More Cryptic Crosswords

Recently, I’ve done a bunch of work to clean up the cryptic crossword clue solver which I first described in an earlier post. I have simplified the code layout and added more flexibility to the solver’s interface, so it should be easier to experiment and play around with. What follows are a few examples of what the new solver can do.

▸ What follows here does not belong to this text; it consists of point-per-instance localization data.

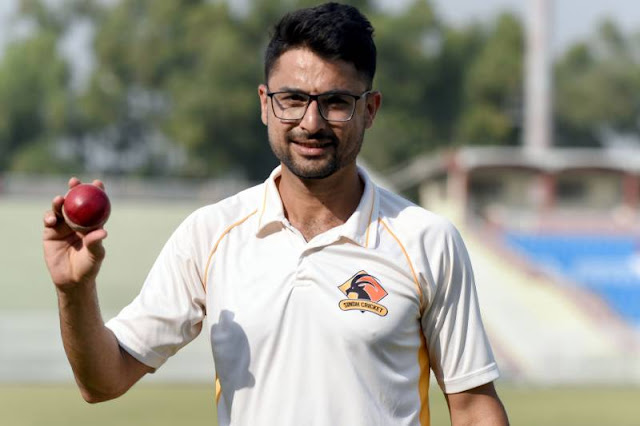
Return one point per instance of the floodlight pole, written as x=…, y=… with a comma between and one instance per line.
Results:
x=538, y=79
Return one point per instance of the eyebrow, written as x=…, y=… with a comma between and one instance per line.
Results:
x=329, y=92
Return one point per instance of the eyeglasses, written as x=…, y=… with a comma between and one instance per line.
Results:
x=333, y=106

You can also view these examples as a rendered IPython notebook on nbviewer.org.

In [1]:
from pycryptics.grammar.clue_parse import generate_clues
from pycryptics.solve_clue import Constraints
from pycryptics.grammar.clue_tree import ClueUnsolvableError
Loading synonyms from file...
...done.
Loading ngrams from file...
...done.
Loading indicators from file...
...done.

Solving a single clue

Let's demonstrate what we can do with a simple cryptic clue. Here's our clue, broken up into a list of words:

In [2]:
phrases = 'spin broken shingle'.split()

We also have constraints on the final answer, namely that it will have 7 letters and the answer won't be any of the words which directly appear in the clue.

In [3]:
con = Constraints(phrases=phrases,
                  lengths=(7,),
                  pattern='',
                  known_answer=None)

Now we can generate all possible clue interpretations of those phrases:

In [4]:
clues = generate_clues(con)
clues.sort() # sort the clues list so that we can reliably find 
# specific clues for this demo. You won't need to do this.

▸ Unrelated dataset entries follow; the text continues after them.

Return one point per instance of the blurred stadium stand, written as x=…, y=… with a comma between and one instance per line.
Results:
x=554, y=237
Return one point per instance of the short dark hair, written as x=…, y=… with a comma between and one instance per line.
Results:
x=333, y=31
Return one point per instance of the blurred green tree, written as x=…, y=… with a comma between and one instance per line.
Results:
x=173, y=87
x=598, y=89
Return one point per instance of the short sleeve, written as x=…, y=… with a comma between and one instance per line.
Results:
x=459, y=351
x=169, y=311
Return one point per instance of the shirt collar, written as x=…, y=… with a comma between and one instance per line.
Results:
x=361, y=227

For example, here's one interpretation:

In [5]:
print clues[0]
(top (d spin) (clue_arg (first broken)) (clue_arg (first shingle)))

And another:

In [6]:
print clues[10]
(top (d spin) (clue_arg (ana (ana_arg (lit broken)) (ana_ shingle))))

Here are all the possible ways 'spin broken shingle' could be interpreted:

In [7]:
for c in clues:
    print c
(top (d spin) (clue_arg (first broken)) (clue_arg (first shingle)))
(top (d spin) (clue_arg (first broken)) (clue_arg (lit shingle)))
(top (d spin) (clue_arg (first broken)) (clue_arg (syn shingle)))
(top (d spin) (clue_arg (lit broken)) (clue_arg (first shingle)))
(top (d spin) (clue_arg (lit broken)) (clue_arg (lit shingle)))
(top (d spin) (clue_arg (lit broken)) (clue_arg (syn shingle)))
(top (d spin) (clue_arg (syn broken)) (clue_arg (first shingle)))
(top (d spin) (clue_arg (syn broken)) (clue_arg (lit shingle)))
(top (d spin) (clue_arg (syn broken)) (clue_arg (syn shingle)))
(top (d spin) (clue_arg (ana (ana_ broken) (ana_arg (lit shingle)))))
(top (d spin) (clue_arg (ana (ana_arg (lit broken)) (ana_ shingle))))
(top (clue_arg (sub (sub_ spin) (sub_arg (lit broken)))) (d shingle))
(top (clue_arg (sub (sub_ spin) (sub_arg (syn broken)))) (d shingle))
(top (clue_arg (first spin)) (clue_arg (first broken)) (d shingle))
(top (clue_arg (first spin)) (clue_arg (lit broken)) (d shingle))
(top (clue_arg (first spin)) (clue_arg (syn broken)) (d shingle))
(top (clue_arg (ana (ana_ spin) (ana_arg (lit broken)))) (d shingle))
(top (clue_arg (ana (ana_arg (lit spin)) (ana_ broken))) (d shingle))
(top (clue_arg (lit spin)) (clue_arg (first broken)) (d shingle))
(top (clue_arg (lit spin)) (clue_arg (lit broken)) (d shingle))
(top (clue_arg (lit spin)) (clue_arg (syn broken)) (d shingle))
(top (clue_arg (syn spin)) (clue_arg (first broken)) (d shingle))
(top (clue_arg (syn spin)) (clue_arg (lit broken)) (d shingle))
(top (clue_arg (syn spin)) (clue_arg (syn broken)) (d shingle))
(top (clue_arg (sub_init (sub_init_ spin) (sub_arg (lit broken)))) (d shingle))
(top (clue_arg (sub_init (sub_init_ spin) (sub_arg (syn broken)))) (d shingle))
(top (clue_arg (sub_final (sub_final_ spin) (sub_arg (lit broken)))) (d shingle))
(top (clue_arg (sub_final (sub_final_ spin) (sub_arg (syn broken)))) (d shingle))
(top (clue_arg (rev (rev_ spin) (rev_arg (lit broken)))) (d shingle))
(top (clue_arg (rev (rev_ spin) (rev_arg (syn broken)))) (d shingle))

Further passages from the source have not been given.